59-latka zginęła w wyniku poniesionych obrażeń. Zarzut zabójstwa usłyszał jej 63-letni sąsiad. Mężczyźnie grozi dożywocie.
Do tragedii doszło w nocy z piątku na sobotę przy ul. Więckowskiego we Wrocławiu. Jak podaje "Gazeta Wrocławska", sąsiad 59-letniej Janiny G. miał ją wypchnąć przez okno podczas imprezy alkoholowej.

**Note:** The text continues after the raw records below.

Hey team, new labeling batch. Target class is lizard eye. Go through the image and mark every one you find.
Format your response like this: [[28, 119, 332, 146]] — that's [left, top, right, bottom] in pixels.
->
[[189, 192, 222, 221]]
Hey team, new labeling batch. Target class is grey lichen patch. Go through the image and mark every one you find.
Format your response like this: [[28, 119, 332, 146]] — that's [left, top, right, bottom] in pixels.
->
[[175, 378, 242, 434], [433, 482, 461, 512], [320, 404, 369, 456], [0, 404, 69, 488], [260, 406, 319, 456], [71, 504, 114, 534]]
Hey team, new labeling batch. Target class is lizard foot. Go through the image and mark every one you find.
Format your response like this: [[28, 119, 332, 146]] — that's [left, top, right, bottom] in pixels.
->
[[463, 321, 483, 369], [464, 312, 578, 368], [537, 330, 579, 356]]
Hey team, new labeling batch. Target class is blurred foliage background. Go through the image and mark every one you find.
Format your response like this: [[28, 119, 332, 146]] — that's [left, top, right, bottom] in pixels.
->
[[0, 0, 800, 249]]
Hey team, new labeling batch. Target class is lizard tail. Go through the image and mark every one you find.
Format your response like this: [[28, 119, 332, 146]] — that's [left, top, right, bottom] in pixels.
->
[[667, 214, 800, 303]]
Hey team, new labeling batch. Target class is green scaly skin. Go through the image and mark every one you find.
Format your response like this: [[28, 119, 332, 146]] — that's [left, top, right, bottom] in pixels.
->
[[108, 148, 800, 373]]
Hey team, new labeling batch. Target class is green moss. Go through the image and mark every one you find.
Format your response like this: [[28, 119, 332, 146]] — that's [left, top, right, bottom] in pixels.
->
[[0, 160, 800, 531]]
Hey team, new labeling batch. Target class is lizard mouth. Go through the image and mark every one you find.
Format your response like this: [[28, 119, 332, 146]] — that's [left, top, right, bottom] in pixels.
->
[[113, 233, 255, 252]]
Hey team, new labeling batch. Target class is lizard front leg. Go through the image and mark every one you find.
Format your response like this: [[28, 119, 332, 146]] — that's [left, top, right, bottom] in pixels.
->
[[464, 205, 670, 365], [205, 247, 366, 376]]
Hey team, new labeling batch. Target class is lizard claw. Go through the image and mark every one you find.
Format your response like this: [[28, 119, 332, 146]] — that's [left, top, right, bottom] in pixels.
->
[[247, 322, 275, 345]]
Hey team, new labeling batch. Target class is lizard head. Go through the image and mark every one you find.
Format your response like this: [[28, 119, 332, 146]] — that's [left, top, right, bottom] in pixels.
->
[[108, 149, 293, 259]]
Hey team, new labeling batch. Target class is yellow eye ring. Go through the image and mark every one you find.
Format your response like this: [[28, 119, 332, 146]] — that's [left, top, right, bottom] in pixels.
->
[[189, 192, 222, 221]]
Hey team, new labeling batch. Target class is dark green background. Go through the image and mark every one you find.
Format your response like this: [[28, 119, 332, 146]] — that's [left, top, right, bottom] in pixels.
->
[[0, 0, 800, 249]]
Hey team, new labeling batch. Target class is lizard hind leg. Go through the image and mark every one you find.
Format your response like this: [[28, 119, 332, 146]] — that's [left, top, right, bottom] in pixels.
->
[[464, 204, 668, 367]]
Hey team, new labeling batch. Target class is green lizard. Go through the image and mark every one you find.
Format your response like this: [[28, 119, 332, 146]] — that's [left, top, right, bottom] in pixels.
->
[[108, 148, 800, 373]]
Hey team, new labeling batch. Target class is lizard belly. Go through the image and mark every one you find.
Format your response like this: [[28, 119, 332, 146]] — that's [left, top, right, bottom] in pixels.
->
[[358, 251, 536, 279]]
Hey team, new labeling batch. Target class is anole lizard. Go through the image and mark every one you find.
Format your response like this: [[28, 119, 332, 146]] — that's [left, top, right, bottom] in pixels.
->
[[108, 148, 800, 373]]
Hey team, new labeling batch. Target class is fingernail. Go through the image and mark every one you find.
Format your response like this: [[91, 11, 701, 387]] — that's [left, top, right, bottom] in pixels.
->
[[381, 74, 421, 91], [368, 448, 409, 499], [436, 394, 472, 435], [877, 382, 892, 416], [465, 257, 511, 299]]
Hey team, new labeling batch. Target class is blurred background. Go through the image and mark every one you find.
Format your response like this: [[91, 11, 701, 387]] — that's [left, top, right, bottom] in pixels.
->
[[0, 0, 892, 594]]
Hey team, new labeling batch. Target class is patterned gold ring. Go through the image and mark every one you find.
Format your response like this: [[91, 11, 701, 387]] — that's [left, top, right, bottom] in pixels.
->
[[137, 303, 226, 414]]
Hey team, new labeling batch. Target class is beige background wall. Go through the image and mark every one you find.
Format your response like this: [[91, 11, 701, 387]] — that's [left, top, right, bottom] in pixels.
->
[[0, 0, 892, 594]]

Sekcja zwłok wyjaśniła przyczynę
- Sekcja zwłok wykazała, że przyczyną śmieci kobiety były obrażenia wielonarządowe, świadczące o upadku z dużej wysokości - mówi w rozmowie z tvn24.pl Małgorzata Klaus z Prokuratury Okręgowej we Wrocławiu i przyznaje, że kobieta miała na ciele również rany od noża.
Aresztowany na 3 miesiące
- Sąsiad usłyszał zarzut zabójstwa. Częściowo przyznaje się do popełnionych czynów. Grozi mu dożywocie, ale ze względu na dobro prowadzonego śledztwa, nie mogę mówić o szczegółach - dodaje Klaus.
Prokurator nie potwierdza, że mężczyzna wypchnął kobietę przez okno, ale zaznacza, że spadła ona z dużej wysokości.
We wtorek sąd podjął decyzję o zastosowaniu wobec mężczyzny trzymiesięcznego aresztu tymczasowego.